I used to think that undergoing National Service was the most eye-opening experience of my life. After all, I did get to witness some incredible stuff, such as a scrawny platoon mate defying the laws of physics by doing 30 chin-ups, a recruit who tried to get a downgrade by pretending to be crazy (he stuck cotton wool on the soles of his feet, shouting “I am the Goddess of Mercy”), and how the wild dogs at camp recoiled in shock after sniffing the combat ration (pack 4: braised duck rice) that I had kindly laid out for them.
But this Covid-19 pandemic has proven to be much more. Never before have I witnessed such a poignant display of solidarity. (At least not since someone offered to take over my Saturday guard duty. For $100.)
It certainly is true that a crisis brings people together. It was remarkable how quickly people banded together to raise funds to help those affected by the pandemic. Many of my friends donated to the Sayang Sayang Fund. Others lent a helping hand to migrant workers. A few even helped to sew masks that were distributed to vulnerable communities.
I was also particularly heartened when Liverpool fans banded together to pour scorn on Mawa Man. It’s ironic, isn’t it? The only person who ended up walking alone was the artist. The crisis has obviously also brought people together – physically. Why else were condoms among the first things to be sold out? So we don’t need a small space to make babies; we just needed a CB. Of course I am referring to the circuit breaker.
But there are two sides to a coin. Getting together is not always a good thing during a pandemic. Clearly, many people didn’t understand this and still gathered despite the government advisory. This pandemic has shone a light on our priorities. People in other nations take to the streets to protest what they deem as an encroachment on their freedoms.
On the other hand, Singaporeans are taking to the streets to buy bubble tea. While getting to spend more quality time with your family members is a good thing, getting to spend too much time with them can be detrimental to one’s mental health. This is especially so for those who have to work from home while caring for their children.
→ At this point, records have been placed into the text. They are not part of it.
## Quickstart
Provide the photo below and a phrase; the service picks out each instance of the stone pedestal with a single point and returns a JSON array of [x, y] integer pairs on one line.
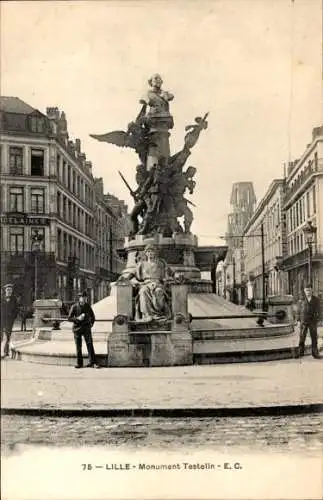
[[280, 309], [120, 351]]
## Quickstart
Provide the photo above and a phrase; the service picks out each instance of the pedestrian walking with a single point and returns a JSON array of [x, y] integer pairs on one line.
[[308, 315], [23, 318], [82, 317], [9, 312]]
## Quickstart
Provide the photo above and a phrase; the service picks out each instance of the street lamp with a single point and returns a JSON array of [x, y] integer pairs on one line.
[[36, 242], [263, 270], [309, 232]]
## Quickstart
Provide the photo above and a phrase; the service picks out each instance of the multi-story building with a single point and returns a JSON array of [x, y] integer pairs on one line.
[[242, 203], [120, 227], [47, 193], [110, 232], [303, 203], [263, 256]]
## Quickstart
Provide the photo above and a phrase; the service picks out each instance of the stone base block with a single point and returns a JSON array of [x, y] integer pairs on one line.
[[123, 353], [162, 350]]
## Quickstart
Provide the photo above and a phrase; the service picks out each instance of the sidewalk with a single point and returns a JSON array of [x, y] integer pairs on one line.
[[245, 385]]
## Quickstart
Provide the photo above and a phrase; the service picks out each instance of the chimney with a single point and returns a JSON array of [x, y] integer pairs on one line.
[[52, 113], [317, 131], [88, 165], [71, 147]]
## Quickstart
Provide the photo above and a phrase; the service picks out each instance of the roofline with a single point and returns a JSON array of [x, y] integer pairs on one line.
[[263, 202]]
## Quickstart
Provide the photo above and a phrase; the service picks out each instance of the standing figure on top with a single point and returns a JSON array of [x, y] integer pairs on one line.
[[156, 98]]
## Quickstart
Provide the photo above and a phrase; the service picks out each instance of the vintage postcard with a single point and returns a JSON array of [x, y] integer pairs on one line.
[[161, 217]]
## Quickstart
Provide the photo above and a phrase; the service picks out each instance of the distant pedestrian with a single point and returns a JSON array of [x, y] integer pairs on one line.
[[308, 315], [9, 312], [82, 317], [23, 318]]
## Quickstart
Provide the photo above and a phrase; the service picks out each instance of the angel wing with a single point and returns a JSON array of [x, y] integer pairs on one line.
[[118, 138]]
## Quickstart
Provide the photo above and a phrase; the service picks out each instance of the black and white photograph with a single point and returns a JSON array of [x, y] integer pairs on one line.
[[161, 218]]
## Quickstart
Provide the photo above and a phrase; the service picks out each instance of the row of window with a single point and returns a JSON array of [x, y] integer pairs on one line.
[[68, 245], [304, 208], [17, 200], [65, 172], [75, 216], [296, 243], [69, 177], [17, 238], [21, 122], [16, 162]]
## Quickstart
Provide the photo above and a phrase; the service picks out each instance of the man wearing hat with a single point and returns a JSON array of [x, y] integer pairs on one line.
[[9, 311], [308, 316], [82, 317]]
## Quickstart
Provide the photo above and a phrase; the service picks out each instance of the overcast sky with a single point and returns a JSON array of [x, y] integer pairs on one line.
[[257, 72]]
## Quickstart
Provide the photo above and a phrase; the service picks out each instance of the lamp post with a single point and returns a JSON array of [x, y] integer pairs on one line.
[[263, 268], [309, 232], [263, 271], [35, 248]]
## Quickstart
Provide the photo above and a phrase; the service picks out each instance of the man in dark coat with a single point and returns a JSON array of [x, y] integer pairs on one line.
[[9, 312], [308, 315], [82, 317]]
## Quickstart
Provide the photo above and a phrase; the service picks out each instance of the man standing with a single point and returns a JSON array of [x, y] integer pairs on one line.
[[82, 317], [9, 311], [307, 317]]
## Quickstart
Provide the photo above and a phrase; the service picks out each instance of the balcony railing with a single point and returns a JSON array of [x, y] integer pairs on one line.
[[308, 171], [301, 258]]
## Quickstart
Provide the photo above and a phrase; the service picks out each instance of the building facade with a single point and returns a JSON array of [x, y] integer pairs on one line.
[[47, 195], [303, 203], [232, 272], [111, 227], [264, 244]]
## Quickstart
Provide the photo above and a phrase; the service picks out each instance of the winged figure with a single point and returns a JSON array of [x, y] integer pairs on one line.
[[193, 131], [136, 137]]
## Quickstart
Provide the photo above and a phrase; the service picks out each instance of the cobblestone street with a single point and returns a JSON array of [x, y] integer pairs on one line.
[[301, 434], [289, 382]]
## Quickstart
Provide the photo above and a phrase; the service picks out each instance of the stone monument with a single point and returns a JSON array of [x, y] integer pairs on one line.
[[152, 324]]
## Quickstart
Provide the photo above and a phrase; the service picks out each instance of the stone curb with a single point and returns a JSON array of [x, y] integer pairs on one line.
[[275, 410]]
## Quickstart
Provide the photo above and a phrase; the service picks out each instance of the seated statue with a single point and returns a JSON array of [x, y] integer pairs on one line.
[[150, 277]]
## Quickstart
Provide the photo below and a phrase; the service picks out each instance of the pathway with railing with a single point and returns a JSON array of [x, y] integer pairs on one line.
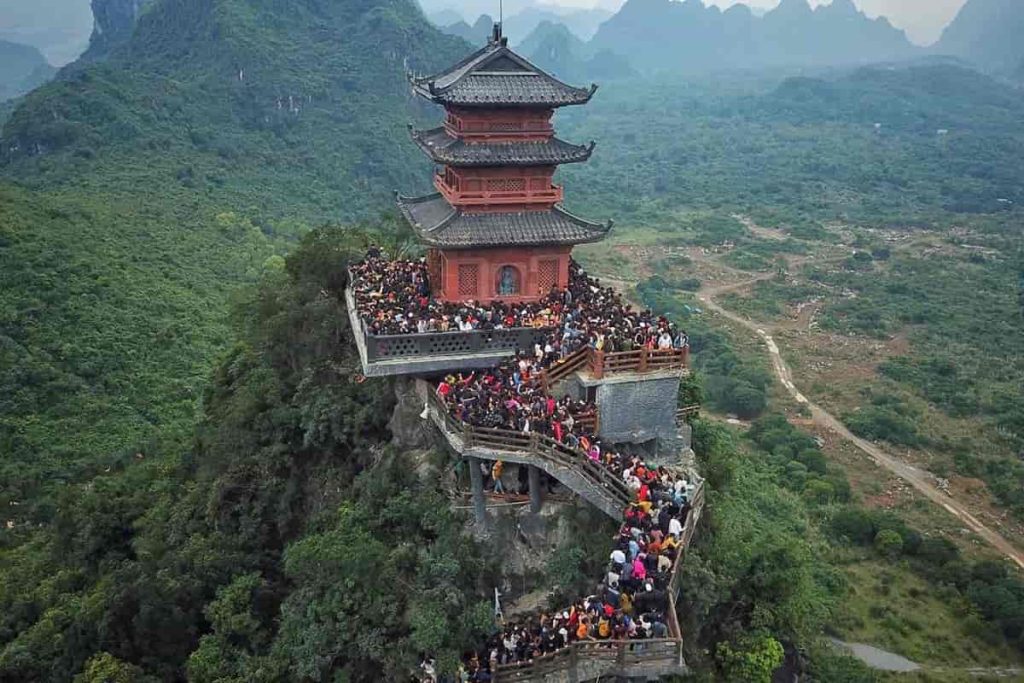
[[599, 364], [590, 480], [592, 659]]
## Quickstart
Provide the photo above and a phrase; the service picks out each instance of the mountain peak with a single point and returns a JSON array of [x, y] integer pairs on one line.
[[793, 6], [844, 7]]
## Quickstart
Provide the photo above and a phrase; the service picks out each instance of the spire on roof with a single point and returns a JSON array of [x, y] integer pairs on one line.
[[496, 35]]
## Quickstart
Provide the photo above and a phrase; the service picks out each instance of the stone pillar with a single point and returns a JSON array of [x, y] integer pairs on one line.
[[476, 481], [535, 488]]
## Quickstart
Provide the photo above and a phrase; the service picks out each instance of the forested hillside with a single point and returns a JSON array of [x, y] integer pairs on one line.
[[136, 194], [22, 69], [224, 559], [987, 33], [663, 37], [198, 485]]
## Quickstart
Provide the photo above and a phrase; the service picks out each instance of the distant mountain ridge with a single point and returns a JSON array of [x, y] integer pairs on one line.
[[553, 47], [687, 36], [989, 33], [23, 68]]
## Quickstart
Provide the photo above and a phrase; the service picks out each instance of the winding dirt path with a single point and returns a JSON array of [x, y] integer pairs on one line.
[[915, 477]]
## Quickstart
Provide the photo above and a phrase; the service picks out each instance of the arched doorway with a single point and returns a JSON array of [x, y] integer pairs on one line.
[[509, 281]]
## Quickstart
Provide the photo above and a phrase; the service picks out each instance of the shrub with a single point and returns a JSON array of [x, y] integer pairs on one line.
[[889, 544]]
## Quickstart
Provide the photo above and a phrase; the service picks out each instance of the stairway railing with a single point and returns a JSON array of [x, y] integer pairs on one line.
[[538, 445], [621, 657]]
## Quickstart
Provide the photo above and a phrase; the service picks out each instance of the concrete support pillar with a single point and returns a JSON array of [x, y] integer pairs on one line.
[[535, 488], [476, 482]]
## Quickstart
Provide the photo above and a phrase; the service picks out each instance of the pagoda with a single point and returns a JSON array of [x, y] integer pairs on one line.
[[496, 227]]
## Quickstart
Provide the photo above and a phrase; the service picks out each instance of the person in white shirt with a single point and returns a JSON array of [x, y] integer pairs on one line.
[[675, 527]]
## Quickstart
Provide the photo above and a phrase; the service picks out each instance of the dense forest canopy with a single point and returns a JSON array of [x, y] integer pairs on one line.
[[197, 487]]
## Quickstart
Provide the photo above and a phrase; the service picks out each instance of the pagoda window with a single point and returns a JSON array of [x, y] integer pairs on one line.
[[509, 281], [469, 280], [547, 275]]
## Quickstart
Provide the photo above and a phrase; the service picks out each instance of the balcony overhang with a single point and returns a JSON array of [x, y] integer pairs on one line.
[[427, 353]]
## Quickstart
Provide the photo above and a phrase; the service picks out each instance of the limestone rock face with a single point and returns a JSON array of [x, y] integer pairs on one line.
[[114, 22], [409, 430], [526, 543]]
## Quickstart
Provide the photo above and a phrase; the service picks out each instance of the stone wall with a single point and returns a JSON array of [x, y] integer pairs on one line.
[[634, 409]]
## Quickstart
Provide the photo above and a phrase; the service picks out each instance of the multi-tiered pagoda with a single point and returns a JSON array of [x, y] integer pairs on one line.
[[496, 227]]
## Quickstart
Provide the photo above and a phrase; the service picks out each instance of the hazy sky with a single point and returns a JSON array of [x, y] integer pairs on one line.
[[60, 28], [923, 19]]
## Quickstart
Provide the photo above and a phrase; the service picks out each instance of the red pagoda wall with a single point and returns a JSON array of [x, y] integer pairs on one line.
[[500, 188], [475, 273], [499, 125]]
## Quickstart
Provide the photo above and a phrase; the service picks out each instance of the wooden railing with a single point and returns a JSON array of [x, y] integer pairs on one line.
[[595, 658], [687, 411], [538, 445], [600, 364], [563, 368], [638, 360], [599, 657]]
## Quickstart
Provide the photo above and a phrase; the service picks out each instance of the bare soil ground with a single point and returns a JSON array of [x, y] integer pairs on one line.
[[822, 374]]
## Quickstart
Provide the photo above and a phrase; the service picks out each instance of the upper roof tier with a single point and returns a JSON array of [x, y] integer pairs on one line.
[[444, 148], [440, 224], [495, 76]]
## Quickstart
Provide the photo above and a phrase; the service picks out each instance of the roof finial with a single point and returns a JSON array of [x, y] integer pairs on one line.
[[496, 34]]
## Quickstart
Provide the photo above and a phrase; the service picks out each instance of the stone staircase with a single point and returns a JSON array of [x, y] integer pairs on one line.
[[592, 482]]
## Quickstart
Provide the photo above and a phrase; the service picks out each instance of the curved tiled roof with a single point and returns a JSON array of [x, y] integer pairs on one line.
[[444, 148], [497, 76], [440, 224]]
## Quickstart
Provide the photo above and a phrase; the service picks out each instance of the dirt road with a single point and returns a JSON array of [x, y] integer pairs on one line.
[[915, 477]]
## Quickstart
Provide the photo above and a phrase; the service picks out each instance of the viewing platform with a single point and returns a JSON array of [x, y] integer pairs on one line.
[[591, 481], [424, 353]]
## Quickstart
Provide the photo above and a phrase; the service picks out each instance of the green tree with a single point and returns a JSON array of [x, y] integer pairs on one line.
[[889, 543], [752, 659]]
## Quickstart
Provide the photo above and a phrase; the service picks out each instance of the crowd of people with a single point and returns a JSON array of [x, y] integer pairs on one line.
[[392, 297], [631, 600]]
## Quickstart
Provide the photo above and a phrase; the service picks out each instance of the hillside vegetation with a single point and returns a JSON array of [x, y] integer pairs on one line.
[[137, 194]]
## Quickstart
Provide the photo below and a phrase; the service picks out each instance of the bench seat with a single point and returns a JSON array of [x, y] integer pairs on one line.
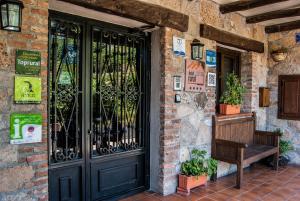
[[235, 140], [257, 152]]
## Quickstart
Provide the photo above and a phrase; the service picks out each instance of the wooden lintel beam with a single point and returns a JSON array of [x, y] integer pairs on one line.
[[230, 39], [273, 15], [246, 5], [283, 27], [141, 11]]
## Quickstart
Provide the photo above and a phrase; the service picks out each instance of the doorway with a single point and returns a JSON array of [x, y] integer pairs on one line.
[[99, 88], [228, 61]]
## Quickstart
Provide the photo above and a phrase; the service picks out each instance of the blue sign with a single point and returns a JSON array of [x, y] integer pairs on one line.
[[297, 37], [211, 58]]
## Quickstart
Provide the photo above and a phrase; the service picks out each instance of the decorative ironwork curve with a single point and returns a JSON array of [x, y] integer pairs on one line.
[[64, 91], [117, 92]]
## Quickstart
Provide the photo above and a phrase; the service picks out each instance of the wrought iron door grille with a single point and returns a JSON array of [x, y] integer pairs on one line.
[[117, 91], [64, 91]]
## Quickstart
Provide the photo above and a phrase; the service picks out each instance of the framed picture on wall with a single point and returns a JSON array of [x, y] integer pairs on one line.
[[211, 79]]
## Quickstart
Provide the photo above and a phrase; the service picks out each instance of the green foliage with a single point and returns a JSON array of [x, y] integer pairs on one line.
[[212, 166], [284, 145], [199, 165], [234, 91]]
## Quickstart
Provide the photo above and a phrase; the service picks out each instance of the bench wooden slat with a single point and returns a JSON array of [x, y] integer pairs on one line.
[[230, 132]]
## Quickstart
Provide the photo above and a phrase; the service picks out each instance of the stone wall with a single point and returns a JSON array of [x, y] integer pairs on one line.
[[291, 65], [187, 125], [23, 168]]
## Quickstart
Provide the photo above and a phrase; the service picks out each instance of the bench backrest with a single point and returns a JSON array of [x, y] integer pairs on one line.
[[236, 128]]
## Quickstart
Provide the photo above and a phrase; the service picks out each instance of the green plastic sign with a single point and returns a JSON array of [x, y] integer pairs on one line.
[[28, 89], [25, 128], [28, 62]]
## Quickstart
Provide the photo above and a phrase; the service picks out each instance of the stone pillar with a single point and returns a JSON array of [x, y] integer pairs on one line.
[[23, 168], [169, 131]]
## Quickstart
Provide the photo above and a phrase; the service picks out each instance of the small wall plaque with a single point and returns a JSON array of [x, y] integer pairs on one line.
[[28, 89], [177, 83], [28, 62], [179, 46], [211, 58], [211, 79], [194, 76], [25, 128]]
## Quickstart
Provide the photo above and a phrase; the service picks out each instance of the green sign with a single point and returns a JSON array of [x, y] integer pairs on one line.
[[28, 89], [25, 128], [28, 62]]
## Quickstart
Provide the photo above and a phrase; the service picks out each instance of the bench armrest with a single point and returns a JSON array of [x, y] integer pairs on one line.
[[266, 138], [266, 133], [228, 151], [231, 143]]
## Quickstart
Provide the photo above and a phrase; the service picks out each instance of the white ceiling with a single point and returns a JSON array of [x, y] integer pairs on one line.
[[268, 8]]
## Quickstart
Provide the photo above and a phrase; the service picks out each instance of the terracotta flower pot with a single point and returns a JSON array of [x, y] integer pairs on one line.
[[186, 183], [230, 109]]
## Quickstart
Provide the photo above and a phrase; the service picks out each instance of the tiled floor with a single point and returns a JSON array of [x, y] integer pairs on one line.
[[260, 183]]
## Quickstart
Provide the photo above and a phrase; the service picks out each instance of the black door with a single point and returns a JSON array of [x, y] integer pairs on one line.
[[98, 110]]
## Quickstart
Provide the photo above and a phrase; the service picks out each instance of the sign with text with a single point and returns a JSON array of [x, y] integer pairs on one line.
[[194, 76], [28, 89], [179, 46], [25, 128], [211, 58], [28, 62]]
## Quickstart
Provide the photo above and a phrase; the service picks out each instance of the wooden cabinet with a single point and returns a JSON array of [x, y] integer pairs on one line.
[[289, 97]]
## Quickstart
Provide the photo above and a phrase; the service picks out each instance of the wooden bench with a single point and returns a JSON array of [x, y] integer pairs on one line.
[[235, 140]]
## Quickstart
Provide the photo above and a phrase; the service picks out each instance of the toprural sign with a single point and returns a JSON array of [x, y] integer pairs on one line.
[[28, 62]]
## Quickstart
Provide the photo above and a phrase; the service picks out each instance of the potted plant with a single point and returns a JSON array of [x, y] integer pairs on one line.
[[194, 172], [284, 147], [231, 98], [213, 169], [279, 55]]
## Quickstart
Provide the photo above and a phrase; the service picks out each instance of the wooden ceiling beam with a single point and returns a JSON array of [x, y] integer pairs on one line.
[[230, 39], [273, 15], [137, 10], [283, 27], [246, 5]]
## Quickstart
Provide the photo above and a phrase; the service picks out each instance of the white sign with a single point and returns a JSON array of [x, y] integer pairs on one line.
[[211, 79], [179, 46]]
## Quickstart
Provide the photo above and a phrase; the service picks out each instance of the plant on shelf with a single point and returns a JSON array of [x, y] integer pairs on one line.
[[279, 54], [232, 97], [194, 172]]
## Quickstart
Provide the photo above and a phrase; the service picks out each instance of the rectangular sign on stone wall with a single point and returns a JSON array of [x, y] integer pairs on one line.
[[211, 58], [194, 76], [28, 89], [25, 128], [28, 62]]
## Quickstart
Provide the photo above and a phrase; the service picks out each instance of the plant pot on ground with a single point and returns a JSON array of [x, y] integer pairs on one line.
[[194, 172], [232, 97], [284, 147]]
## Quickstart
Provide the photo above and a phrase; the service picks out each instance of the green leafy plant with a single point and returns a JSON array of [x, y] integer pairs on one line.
[[284, 145], [212, 166], [198, 164], [233, 94]]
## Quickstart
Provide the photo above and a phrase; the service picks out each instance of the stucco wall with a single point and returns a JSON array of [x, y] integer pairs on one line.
[[290, 66]]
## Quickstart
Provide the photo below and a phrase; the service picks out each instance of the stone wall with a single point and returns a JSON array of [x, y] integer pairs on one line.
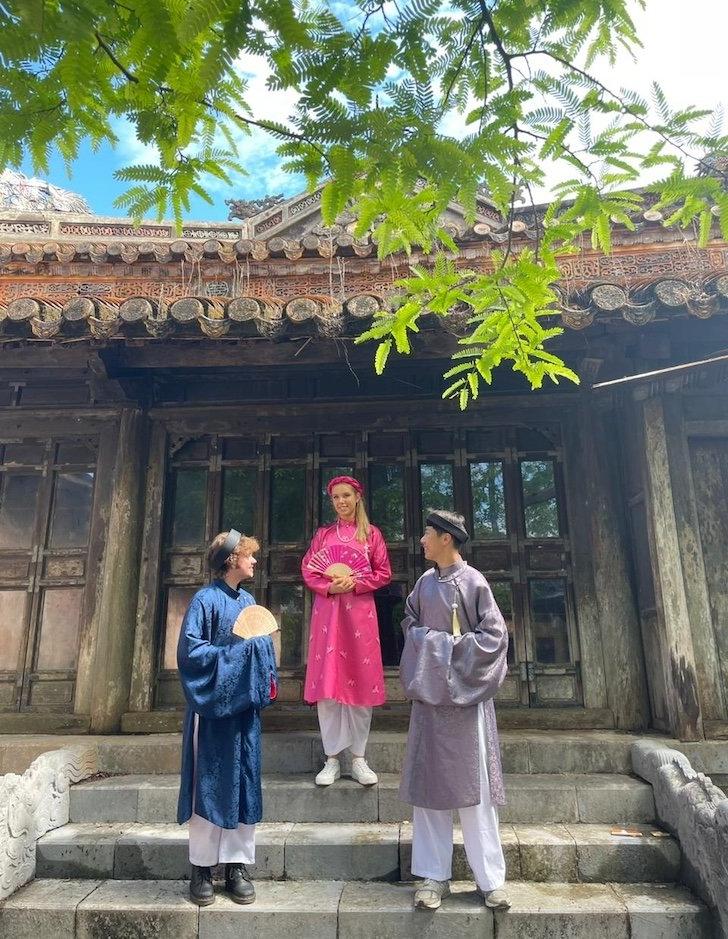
[[695, 810], [35, 803]]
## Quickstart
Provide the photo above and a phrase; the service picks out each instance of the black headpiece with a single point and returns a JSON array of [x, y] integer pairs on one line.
[[438, 521], [225, 549]]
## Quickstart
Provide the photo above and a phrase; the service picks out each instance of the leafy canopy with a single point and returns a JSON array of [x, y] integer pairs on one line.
[[379, 88]]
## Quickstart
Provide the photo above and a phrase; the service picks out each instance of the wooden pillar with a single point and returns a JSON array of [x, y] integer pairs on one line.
[[591, 652], [707, 657], [115, 616], [681, 677], [145, 640], [624, 671]]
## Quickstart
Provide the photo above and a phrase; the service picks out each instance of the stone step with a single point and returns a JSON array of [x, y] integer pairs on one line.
[[532, 799], [301, 752], [373, 851], [117, 909], [523, 751]]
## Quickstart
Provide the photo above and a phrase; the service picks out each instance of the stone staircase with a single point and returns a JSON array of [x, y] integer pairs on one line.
[[336, 862]]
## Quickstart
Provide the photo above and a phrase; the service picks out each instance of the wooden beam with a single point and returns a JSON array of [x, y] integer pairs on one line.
[[146, 631], [681, 676], [119, 581], [603, 507], [707, 658]]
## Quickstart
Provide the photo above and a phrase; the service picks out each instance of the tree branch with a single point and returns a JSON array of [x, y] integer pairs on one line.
[[110, 53]]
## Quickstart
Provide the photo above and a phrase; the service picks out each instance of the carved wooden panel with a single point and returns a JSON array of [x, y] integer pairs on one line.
[[185, 565], [545, 557], [64, 568]]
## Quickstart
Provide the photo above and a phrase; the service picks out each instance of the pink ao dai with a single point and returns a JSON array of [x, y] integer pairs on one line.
[[344, 652]]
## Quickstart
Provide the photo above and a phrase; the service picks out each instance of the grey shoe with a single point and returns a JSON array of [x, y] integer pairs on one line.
[[431, 893], [201, 892], [238, 885]]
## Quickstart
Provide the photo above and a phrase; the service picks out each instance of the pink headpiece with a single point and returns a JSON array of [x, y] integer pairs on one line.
[[347, 480]]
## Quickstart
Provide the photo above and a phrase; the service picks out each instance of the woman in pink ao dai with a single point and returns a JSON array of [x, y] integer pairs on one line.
[[344, 674]]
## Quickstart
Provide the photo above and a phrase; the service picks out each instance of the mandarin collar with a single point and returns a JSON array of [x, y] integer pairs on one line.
[[230, 591], [451, 568]]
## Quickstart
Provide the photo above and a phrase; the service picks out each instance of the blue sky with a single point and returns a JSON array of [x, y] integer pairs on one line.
[[685, 54]]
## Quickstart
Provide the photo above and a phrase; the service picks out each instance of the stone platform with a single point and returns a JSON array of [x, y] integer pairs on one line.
[[336, 862]]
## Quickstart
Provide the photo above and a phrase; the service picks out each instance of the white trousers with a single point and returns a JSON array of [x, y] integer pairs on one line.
[[343, 726], [432, 834], [210, 844]]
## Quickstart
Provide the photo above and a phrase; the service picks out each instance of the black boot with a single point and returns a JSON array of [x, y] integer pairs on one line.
[[237, 883], [201, 891]]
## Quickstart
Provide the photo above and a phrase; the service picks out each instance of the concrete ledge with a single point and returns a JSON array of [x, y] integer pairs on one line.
[[334, 910], [385, 912], [696, 811], [337, 851], [35, 803], [137, 909], [532, 799], [303, 910], [44, 908]]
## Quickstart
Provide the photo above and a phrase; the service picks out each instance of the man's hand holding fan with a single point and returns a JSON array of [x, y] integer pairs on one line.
[[342, 565], [256, 620]]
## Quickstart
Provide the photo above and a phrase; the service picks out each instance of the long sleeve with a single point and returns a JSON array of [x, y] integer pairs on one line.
[[412, 610], [442, 669], [222, 680], [312, 579], [479, 661], [381, 573]]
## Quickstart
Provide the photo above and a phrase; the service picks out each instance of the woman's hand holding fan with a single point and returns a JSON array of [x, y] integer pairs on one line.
[[341, 565]]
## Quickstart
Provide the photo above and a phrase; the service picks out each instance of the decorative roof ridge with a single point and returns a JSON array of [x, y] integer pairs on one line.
[[39, 244], [105, 315]]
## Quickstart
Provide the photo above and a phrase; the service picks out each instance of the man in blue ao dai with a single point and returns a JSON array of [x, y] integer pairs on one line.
[[227, 681]]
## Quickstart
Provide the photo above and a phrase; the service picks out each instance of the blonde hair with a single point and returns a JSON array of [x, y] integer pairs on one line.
[[247, 545], [360, 515]]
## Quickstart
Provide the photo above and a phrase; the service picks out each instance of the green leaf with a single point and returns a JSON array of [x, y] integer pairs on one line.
[[380, 359]]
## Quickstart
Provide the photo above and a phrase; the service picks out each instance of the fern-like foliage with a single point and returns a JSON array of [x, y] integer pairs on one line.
[[378, 87]]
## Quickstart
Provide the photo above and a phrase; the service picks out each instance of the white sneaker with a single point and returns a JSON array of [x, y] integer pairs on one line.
[[330, 773], [361, 772], [431, 894]]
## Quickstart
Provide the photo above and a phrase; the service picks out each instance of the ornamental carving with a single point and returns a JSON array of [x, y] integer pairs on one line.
[[269, 223], [36, 803], [245, 209], [203, 234], [95, 229], [307, 202], [25, 228]]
I still remember the conversation I had with my pal Balvinder, who had to single-handedly care for his son while working from home (his wife is a medical frontliner). “I’ve never gotten a call from the teacher before, but just a few days into home-based learning, Altaf’s form teacher called to complain!” he lamented.
“Aiyoh, how does a kid even get into trouble when he’s not at school?” I said. “I know, right? But truth be told, I was actually quite impressed with his little stunt.”
“What did he do?”
“During online learning, he switched off the video function and pretended that there was a connection problem.”
“So smart. And how did his teacher find out?”
“He tried too hard – he changed his display name to VIDEO ERROR.”